Dallas Art Fair(s)

by Kelly Klaasmeyer July 7, 2011

Last week I wrote about Houston’s dueling art fairs coming up this fall.  Scheduled one month apart, each has a New York area organizer. It got me thinking about Dallas’s two art fairs last April, held on the same weekend and each locally organized. The fledgling Suite Art Fair debuted at the Belmont Hotel while the three-year-old The Dallas Art Fair continued at the Fashion Industry Gallery. With over 70 participants, the Dallas Art Fair had a trade-fair vibe (as do a lot of art fairs) but featured some interesting work as well some booths with a selection of clunkers. The Suite fair was fun and laid back with a backyard-party feel as visitors moved between rooms at the Belmont Hotel, a boutiqued-up vintage motor court. It only had fourteen participants and I don’t know that organizers or participants made much/any money but it seemed like the start of something cool. There were some good things and some not-so-good things but when stuff failed, it failed in funky rather than a banal-crap-to-put-over-your-couch way.

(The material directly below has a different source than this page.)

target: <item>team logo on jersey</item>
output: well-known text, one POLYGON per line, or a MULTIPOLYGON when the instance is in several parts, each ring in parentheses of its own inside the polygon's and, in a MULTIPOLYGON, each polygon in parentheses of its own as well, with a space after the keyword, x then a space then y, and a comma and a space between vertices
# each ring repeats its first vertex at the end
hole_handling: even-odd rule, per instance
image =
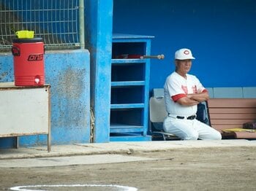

Having two fairs with two different approaches at the same time worked well in Dallas. Although they are both still evolving, esp. in the case of the Suite fair, they made me want to come back next year. I’m not a huge art fair enthusiast, but at their best, they can significantly help galleries and artists not only in terms of sales but also exposure and connections. The main benefit for viewers/collectors is that they bring together a wide variety of stuff to look at/buy in one place. Here are a couple highlights from the Dallas Art Fair and the Suite Art Fair last spring.

Cueto Project, NY had some really good stuff…

Nicolas Darrot’s talking, angst-filled animatronic parrot is tragicomedy at its best.

Cueto Project also represents Chris Sauter. Sauter created one of his sheet rock works on site. (Check out Mark and Angella Walley’s Glasstire video of Sauter in action.)  Cueto also brought one of the artist’s always-great upholstered pieces.

Chris Sauter, Sheetrock

I liked this hanging tangle of cast crap – from dental impressions to dice for your rear view mirror to god-knows-what. (It was outside Cueto Project, but can’t find my notes on who brought it or who it’s by.)

Chul-Hyun Ahn’s light-and-seemingly-infinite-space sculptures were on view at C. Grimaldis Gallery, Baltimore.

Chul-Hyun Ahn, C. Grimaldis Gallery, Baltimore.

Visual Echo Experiment, Chul-Hyun Ahn

Glen Fogel’s graffiti-ed Twilight vampire images at Callicoon Fine Arts, Calicoon, NY.

Glen Fogle Twilight vampire image Callicoon Fine Arts, Calicoon

Over at Howard Scott Gallery, NY, Atta Kwami had some wonderfully wonky, thickly painted abstraction.

Art fairs aren’t the easiest places to present video and there wasn’t a lot on view. This piece by Asya Reznikov at Nancy Hoffman Gallery, NY was really nice. Projected into a cardboard box, it showed hands leafing through art books.


At Gavlak Gallery, Palm Beach, Rob Wynne had a cool poured and mirrored glass text piece.


More nice text work Willam Shearburn Gallery, St. Louis. Boundless Joy by Todd Norsten.


Durham Press
brought John Giorno’s Welcoming the Flowers, 2007, a portfolio of 18 screenprinted poems, complete with wooden case.

I can’t find who did this or who showed it but I thought it was funny.

(Another nice text piece but I can't remember who did it or who showed it!)

Mel Bochner, Forgetful.

Mel Bochner, Forgetful

Over at The Suite Art Fair, David Shelton Gallery, San Antonio was the standout. Shelton showed some great work by the always-wonderful Alejandro Diaz.

Hills Snyder and Sala Diaz, SA, brought Erick Jackson‘s bright/funny/creepy paintings.
Erick Jackson

Dallas’s The Public Trust showed Taro-Kun’s Bad Dates, 2010. (I’m thinking the hotel light reflected in the glass kinda works…)

Meanwhile, M’s hysterical video, From here to maturity, presented by the Suite fair and D Magazine, was screened in a hotel room all its own.